At the same time, new data centers are difficult to build. Power is limited, construction takes time, and access to the newest GPUs remains valuable.
CoreWeave has already secured major customers, a close relationship with NVIDIA, and large amounts of future power capacity.
If the company keeps converting backlog into revenue, improves margins, lowers customer concentration, and eventually reduces its dependence on external financing, it could become one of the most important AI-infrastructure companies in the world.
What Could Go Wrong
The risk is that CoreWeave is spending as though demand will remain extremely strong for a long time.
That could prove correct, but it also creates a lot of pressure.
AI spending could slow. GPU pricing could fall. Larger cloud providers could increase supply. New hardware could reduce the value of older systems. Construction delays could continue. Interest expense could remain high, and CoreWeave may need to issue more stock.
The worst-case scenario would be slower demand combined with infrastructure commitments that cannot be reduced quickly.
CoreWeave’s debt, leases, and equipment costs do not disappear just because customers need less capacity.
That is why this stock could be extremely volatile.
How I Would Think About Valuation
I would not value CoreWeave using a traditional P/E ratio because the company is not profitable.
A price-to-sales multiple gives us a starting point, but it does not tell the full story either. CoreWeave has much higher capital requirements and debt than a normal software company.
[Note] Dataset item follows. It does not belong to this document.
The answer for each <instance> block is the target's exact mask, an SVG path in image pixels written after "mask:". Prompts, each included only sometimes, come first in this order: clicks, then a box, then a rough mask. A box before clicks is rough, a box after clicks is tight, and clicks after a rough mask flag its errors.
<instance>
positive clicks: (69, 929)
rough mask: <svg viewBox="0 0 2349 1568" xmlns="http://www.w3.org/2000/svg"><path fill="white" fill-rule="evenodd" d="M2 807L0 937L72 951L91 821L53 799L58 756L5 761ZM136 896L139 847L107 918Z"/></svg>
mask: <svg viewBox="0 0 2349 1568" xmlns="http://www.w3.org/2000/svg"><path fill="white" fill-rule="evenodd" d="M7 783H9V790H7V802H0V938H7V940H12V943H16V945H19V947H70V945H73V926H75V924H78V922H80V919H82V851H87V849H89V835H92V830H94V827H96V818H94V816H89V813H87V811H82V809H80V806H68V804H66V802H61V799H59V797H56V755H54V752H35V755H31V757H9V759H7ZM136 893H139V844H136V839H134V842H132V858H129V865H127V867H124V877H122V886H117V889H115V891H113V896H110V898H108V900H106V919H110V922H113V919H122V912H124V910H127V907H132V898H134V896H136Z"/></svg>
I would rather model what the business could look like in 2028 or 2029.
The most important assumptions are revenue growth, long-term operating margins, interest expense, debt, and dilution.
The stock can work very well if CoreWeave continues growing rapidly and eventually produces strong double-digit operating margins.
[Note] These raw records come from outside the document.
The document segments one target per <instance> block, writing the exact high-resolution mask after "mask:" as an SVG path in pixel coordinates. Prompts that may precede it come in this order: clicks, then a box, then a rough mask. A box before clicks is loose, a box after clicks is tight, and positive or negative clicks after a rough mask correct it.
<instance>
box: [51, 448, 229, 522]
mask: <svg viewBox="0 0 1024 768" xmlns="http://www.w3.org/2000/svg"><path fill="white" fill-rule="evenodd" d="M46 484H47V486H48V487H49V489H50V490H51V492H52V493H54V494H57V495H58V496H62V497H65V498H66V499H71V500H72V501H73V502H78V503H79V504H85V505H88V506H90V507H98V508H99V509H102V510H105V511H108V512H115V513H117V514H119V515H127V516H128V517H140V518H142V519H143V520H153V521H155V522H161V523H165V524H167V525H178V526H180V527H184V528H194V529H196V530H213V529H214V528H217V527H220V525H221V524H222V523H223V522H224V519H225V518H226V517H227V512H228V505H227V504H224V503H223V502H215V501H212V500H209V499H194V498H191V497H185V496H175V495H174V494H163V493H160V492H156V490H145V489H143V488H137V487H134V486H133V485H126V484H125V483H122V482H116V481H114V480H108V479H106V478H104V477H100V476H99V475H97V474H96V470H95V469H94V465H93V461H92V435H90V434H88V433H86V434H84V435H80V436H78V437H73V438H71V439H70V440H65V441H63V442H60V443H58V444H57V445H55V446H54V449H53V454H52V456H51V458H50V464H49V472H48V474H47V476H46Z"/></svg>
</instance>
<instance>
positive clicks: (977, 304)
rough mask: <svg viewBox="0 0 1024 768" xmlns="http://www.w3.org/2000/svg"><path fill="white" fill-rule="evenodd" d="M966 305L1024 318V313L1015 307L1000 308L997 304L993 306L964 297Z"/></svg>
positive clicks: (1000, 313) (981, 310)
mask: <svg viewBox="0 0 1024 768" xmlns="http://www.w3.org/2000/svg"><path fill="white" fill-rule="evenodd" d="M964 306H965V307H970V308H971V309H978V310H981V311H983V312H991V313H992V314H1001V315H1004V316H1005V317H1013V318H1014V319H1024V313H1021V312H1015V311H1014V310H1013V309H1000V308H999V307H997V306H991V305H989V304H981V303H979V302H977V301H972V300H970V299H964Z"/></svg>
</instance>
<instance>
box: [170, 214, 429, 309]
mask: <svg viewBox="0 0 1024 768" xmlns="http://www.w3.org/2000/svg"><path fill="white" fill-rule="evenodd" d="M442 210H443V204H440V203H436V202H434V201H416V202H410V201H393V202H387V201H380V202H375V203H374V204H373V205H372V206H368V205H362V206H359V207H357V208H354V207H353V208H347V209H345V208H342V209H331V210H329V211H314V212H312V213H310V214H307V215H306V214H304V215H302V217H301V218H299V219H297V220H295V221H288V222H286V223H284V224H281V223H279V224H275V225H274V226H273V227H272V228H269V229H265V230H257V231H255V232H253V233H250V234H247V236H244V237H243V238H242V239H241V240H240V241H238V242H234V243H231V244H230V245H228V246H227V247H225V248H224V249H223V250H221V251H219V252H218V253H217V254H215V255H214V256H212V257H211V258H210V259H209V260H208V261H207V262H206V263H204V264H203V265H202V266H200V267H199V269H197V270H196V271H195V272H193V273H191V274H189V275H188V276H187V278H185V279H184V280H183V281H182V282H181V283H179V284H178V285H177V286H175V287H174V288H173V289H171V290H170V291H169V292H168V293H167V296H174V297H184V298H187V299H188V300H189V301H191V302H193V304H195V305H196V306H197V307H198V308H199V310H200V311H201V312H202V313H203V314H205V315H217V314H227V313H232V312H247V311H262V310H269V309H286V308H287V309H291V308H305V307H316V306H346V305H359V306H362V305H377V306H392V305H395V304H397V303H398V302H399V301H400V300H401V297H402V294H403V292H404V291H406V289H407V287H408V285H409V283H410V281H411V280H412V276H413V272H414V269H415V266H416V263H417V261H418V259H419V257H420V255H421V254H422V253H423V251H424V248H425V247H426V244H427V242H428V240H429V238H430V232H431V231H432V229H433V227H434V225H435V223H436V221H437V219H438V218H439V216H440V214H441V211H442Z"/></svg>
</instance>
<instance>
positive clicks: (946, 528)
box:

It becomes much harder to justify if revenue growth slows while interest expense, depreciation, and capital spending remain elevated.
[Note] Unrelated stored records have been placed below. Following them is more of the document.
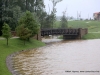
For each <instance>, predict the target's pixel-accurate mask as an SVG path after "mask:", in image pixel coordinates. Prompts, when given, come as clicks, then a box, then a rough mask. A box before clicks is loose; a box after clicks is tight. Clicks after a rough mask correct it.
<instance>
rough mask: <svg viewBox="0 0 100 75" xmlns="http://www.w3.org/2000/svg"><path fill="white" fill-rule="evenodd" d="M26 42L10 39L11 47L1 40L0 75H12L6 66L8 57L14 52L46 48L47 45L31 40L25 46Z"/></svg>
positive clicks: (38, 41)
mask: <svg viewBox="0 0 100 75" xmlns="http://www.w3.org/2000/svg"><path fill="white" fill-rule="evenodd" d="M23 43H24V42H23V41H22V40H20V39H18V38H17V39H10V40H9V45H8V46H7V45H6V40H5V39H2V40H0V75H11V73H10V72H9V71H8V69H7V66H6V57H7V56H8V55H10V54H12V53H14V52H17V51H20V50H26V49H32V48H37V47H41V46H44V45H45V44H44V43H42V42H40V41H37V40H34V39H31V41H30V42H28V41H26V45H24V44H23Z"/></svg>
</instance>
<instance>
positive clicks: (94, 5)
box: [44, 0, 100, 18]
mask: <svg viewBox="0 0 100 75" xmlns="http://www.w3.org/2000/svg"><path fill="white" fill-rule="evenodd" d="M44 3H45V5H46V11H47V12H49V7H48V4H49V6H50V10H52V2H51V1H49V0H44ZM56 8H57V13H56V15H57V16H62V12H63V11H65V10H66V16H67V15H68V16H73V17H74V18H77V11H78V13H80V12H81V17H82V18H88V17H89V18H90V17H91V18H93V13H94V12H99V11H100V0H62V1H61V2H59V3H58V4H57V5H56ZM66 8H67V9H66Z"/></svg>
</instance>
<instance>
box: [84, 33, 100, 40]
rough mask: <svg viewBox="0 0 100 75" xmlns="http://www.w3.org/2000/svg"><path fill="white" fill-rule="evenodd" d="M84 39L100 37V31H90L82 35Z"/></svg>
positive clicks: (90, 38) (97, 38) (96, 38)
mask: <svg viewBox="0 0 100 75" xmlns="http://www.w3.org/2000/svg"><path fill="white" fill-rule="evenodd" d="M82 39H85V40H87V39H100V33H88V34H86V35H84V36H83V37H82Z"/></svg>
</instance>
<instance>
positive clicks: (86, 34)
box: [58, 33, 100, 40]
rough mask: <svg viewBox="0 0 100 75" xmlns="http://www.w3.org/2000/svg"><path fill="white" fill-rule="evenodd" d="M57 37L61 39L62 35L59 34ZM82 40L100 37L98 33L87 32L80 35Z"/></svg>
mask: <svg viewBox="0 0 100 75" xmlns="http://www.w3.org/2000/svg"><path fill="white" fill-rule="evenodd" d="M58 39H63V36H59V37H58ZM82 39H83V40H88V39H100V33H88V34H86V35H84V36H83V37H82Z"/></svg>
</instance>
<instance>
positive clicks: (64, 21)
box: [60, 12, 68, 28]
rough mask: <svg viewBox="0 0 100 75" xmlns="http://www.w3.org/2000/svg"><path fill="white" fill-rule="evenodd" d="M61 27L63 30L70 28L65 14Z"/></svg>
mask: <svg viewBox="0 0 100 75" xmlns="http://www.w3.org/2000/svg"><path fill="white" fill-rule="evenodd" d="M60 26H61V28H67V27H68V22H67V18H66V15H65V12H64V13H63V16H62V17H61V22H60Z"/></svg>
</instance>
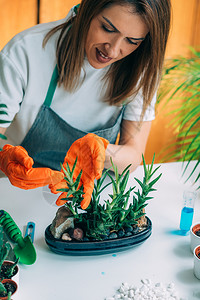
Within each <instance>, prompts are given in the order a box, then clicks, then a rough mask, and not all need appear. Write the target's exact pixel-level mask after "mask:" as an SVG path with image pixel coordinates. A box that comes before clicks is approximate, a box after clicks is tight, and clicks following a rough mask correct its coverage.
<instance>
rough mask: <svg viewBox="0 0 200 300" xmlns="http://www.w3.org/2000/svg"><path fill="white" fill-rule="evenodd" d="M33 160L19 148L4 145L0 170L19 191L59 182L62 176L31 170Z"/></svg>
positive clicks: (32, 188) (46, 168)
The real question is not whether CoreWeave can become a much larger company.
It probably can.
The question is how much value will eventually belong to shareholders after paying for all the infrastructure needed to create that growth.
What I Will Be Watching
The first metric I will watch is backlog conversion. CoreWeave already has demand. Now it needs to turn that demand into revenue on schedule.
I will also focus on adjusted operating margin rather than adjusted EBITDA alone. Operating margin gives us a better look at the cost of running this infrastructure.
Interest expense, total debt, capital expenditures, active power, and customer concentration will also matter. I want to see revenue growing faster than financing costs and the company becoming less dependent on Microsoft over time.
The most important long-term question is whether CoreWeave can eventually generate meaningful free cash flow without constantly raising more debt or issuing more shares.
My Current View
I understand the excitement around CoreWeave.
The revenue growth is real. The backlog is real. The customer relationships are real. The company is positioned directly in the middle of one of the largest infrastructure buildouts we may ever see.
I also understand the concern.
CoreWeave is spending enormous amounts of money, carrying a large debt load, and depending on nearly flawless execution. A delay in power, construction, hardware, or financing can quickly affect the results.
I do not see $CRWV as a simple AI stock.
It is a bet that CoreWeave can build one of the largest AI-infrastructure platforms in the world and eventually turn that scale into real cash flow for shareholders.
The upside could be enormous if that happens.
But this is also the kind of stock where I believe position sizing matters just as much as the thesis.
This article is for informational and educational purposes only. It is not financial advice. Always conduct your own research before making an investment decision.









Great Writeup, though I don’t think I’d invest. The sheer amount of debt scares me since even a small hiccup in demand would lead to disastrous consequences.